Category: Technical papers from the Journal of Pipeline Engineering
Downloadable: Yes 
Catalog No.: 2218s
Date of Publication: Dec 1 2010 12:00AM
Price: $25.00 US
Authors: Dr Robert Andrews, Dr Jane Haswell, and Russell Cooper
Abstract: A HYPOTHETICAL CONCERN has been raised that leaks in a CO2 pipeline could escalate to a propagating fracture. This is due to the potentially large temperature drop associated with the expansion of either gaseous or dense-phase CO2 to ambient conditions. It is suggested this local cooling would lower the pipe wall temperature to an extent that a brittle fracture would initiate followed by a transition to a propagating fracture. Although such a mechanism could theoretically occur in natural gas pipelines, there is increased concern for CO2 transport because of the different thermodynamic behaviour of the contents, particularly for dense-phase transport.

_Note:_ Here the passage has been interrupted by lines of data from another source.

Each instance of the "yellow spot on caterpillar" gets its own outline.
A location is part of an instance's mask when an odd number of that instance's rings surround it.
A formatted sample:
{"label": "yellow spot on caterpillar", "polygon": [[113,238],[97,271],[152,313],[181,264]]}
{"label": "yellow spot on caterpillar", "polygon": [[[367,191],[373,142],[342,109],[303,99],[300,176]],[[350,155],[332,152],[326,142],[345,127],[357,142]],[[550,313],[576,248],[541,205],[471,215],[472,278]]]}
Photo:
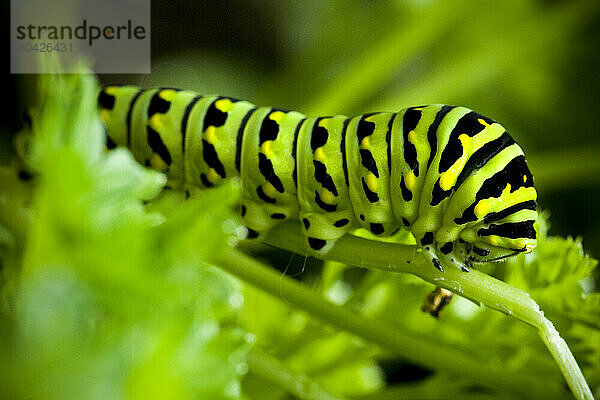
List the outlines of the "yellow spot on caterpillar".
{"label": "yellow spot on caterpillar", "polygon": [[152,165],[152,168],[158,170],[162,170],[167,166],[164,160],[160,158],[160,156],[156,153],[152,154],[152,158],[150,159],[150,165]]}
{"label": "yellow spot on caterpillar", "polygon": [[285,117],[285,113],[283,111],[273,111],[271,114],[269,114],[269,119],[277,122],[278,124],[281,122],[283,117]]}
{"label": "yellow spot on caterpillar", "polygon": [[271,145],[273,144],[272,140],[266,140],[260,146],[260,149],[264,153],[265,156],[271,157],[273,155],[273,150],[271,149]]}
{"label": "yellow spot on caterpillar", "polygon": [[100,118],[102,118],[102,121],[106,124],[110,119],[110,111],[106,109],[100,110]]}
{"label": "yellow spot on caterpillar", "polygon": [[335,196],[327,189],[323,189],[321,192],[321,200],[327,204],[334,204]]}
{"label": "yellow spot on caterpillar", "polygon": [[275,197],[275,194],[277,193],[277,189],[275,189],[275,187],[273,185],[271,185],[270,182],[266,182],[263,185],[263,192],[265,192],[265,194],[271,198]]}
{"label": "yellow spot on caterpillar", "polygon": [[408,141],[412,144],[417,144],[417,132],[414,129],[408,132]]}
{"label": "yellow spot on caterpillar", "polygon": [[215,101],[215,107],[222,112],[228,112],[233,108],[233,102],[229,99],[221,99]]}
{"label": "yellow spot on caterpillar", "polygon": [[463,157],[465,156],[465,154],[468,154],[470,150],[468,147],[471,144],[471,141],[473,140],[472,137],[470,137],[469,135],[465,135],[464,133],[462,135],[460,135],[458,137],[458,140],[460,140],[460,143],[462,144],[463,147]]}
{"label": "yellow spot on caterpillar", "polygon": [[106,92],[106,94],[110,94],[111,96],[116,96],[117,94],[119,94],[119,87],[109,86],[106,89],[104,89],[104,92]]}
{"label": "yellow spot on caterpillar", "polygon": [[208,174],[206,174],[206,178],[210,183],[217,183],[221,177],[219,174],[217,174],[217,171],[215,171],[214,168],[210,168],[208,170]]}
{"label": "yellow spot on caterpillar", "polygon": [[490,200],[489,199],[484,199],[484,200],[480,200],[479,203],[477,203],[477,205],[475,206],[475,209],[473,210],[475,212],[475,216],[477,218],[481,218],[483,216],[485,216],[490,210]]}
{"label": "yellow spot on caterpillar", "polygon": [[325,161],[325,152],[322,147],[319,147],[315,150],[315,160],[317,161]]}
{"label": "yellow spot on caterpillar", "polygon": [[489,213],[490,210],[492,210],[492,208],[496,208],[498,206],[498,204],[501,204],[502,202],[504,202],[506,204],[511,203],[510,189],[511,189],[510,183],[507,183],[506,187],[500,194],[500,197],[497,197],[497,198],[494,197],[491,199],[483,199],[483,200],[479,201],[479,203],[477,203],[477,205],[475,206],[475,209],[473,210],[473,212],[475,213],[475,216],[477,218],[482,218],[487,213]]}
{"label": "yellow spot on caterpillar", "polygon": [[440,176],[440,188],[443,191],[448,191],[456,182],[456,174],[452,174],[452,171],[446,171]]}
{"label": "yellow spot on caterpillar", "polygon": [[370,145],[371,145],[371,143],[369,142],[369,137],[368,136],[365,136],[363,138],[363,140],[360,142],[360,148],[361,149],[365,149],[366,150],[366,149],[369,148]]}
{"label": "yellow spot on caterpillar", "polygon": [[163,117],[165,114],[154,114],[148,121],[148,125],[155,131],[161,131],[164,128]]}
{"label": "yellow spot on caterpillar", "polygon": [[329,125],[329,119],[330,118],[323,118],[322,120],[320,120],[319,126],[323,127],[323,128],[327,128],[327,126]]}
{"label": "yellow spot on caterpillar", "polygon": [[469,135],[462,134],[458,137],[463,148],[462,156],[440,176],[440,188],[444,191],[450,190],[456,183],[456,179],[467,162],[467,158],[471,154],[471,144],[473,138]]}
{"label": "yellow spot on caterpillar", "polygon": [[498,240],[498,237],[497,237],[497,236],[493,236],[493,235],[492,235],[492,236],[489,236],[488,242],[490,242],[490,244],[491,244],[492,246],[498,246],[498,242],[499,242],[499,240]]}
{"label": "yellow spot on caterpillar", "polygon": [[490,124],[488,124],[487,122],[485,122],[485,120],[483,120],[481,118],[478,118],[477,121],[483,126],[490,126]]}
{"label": "yellow spot on caterpillar", "polygon": [[371,192],[377,192],[378,182],[377,182],[377,178],[375,177],[375,175],[373,175],[373,174],[367,175],[366,182],[367,182],[367,187],[369,188],[369,190]]}
{"label": "yellow spot on caterpillar", "polygon": [[417,177],[414,172],[408,171],[407,174],[404,175],[404,184],[411,192],[415,190],[415,186],[417,186]]}
{"label": "yellow spot on caterpillar", "polygon": [[523,175],[523,183],[527,182],[527,175]]}
{"label": "yellow spot on caterpillar", "polygon": [[210,125],[204,131],[204,139],[210,144],[215,144],[217,142],[217,128]]}
{"label": "yellow spot on caterpillar", "polygon": [[175,95],[177,95],[177,92],[171,89],[165,89],[165,90],[161,90],[158,95],[167,100],[167,101],[171,101],[173,100],[173,98],[175,98]]}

This paper critically reviews the literature associated with this postulated failure mechanism and other studies on the cooling of cracks and holes by escaping fluid. It is concluded that pipelines constructed to modern standards are not at risk. Limited crack extension may occur when the leak is through a ‘tight’ crack in a material of low toughness. However, the crack will arrest as it enters warmer material remote from the leak. Escalation to a propagating fracture can be controlled using methods which are widely used and understood in the pipeline industry.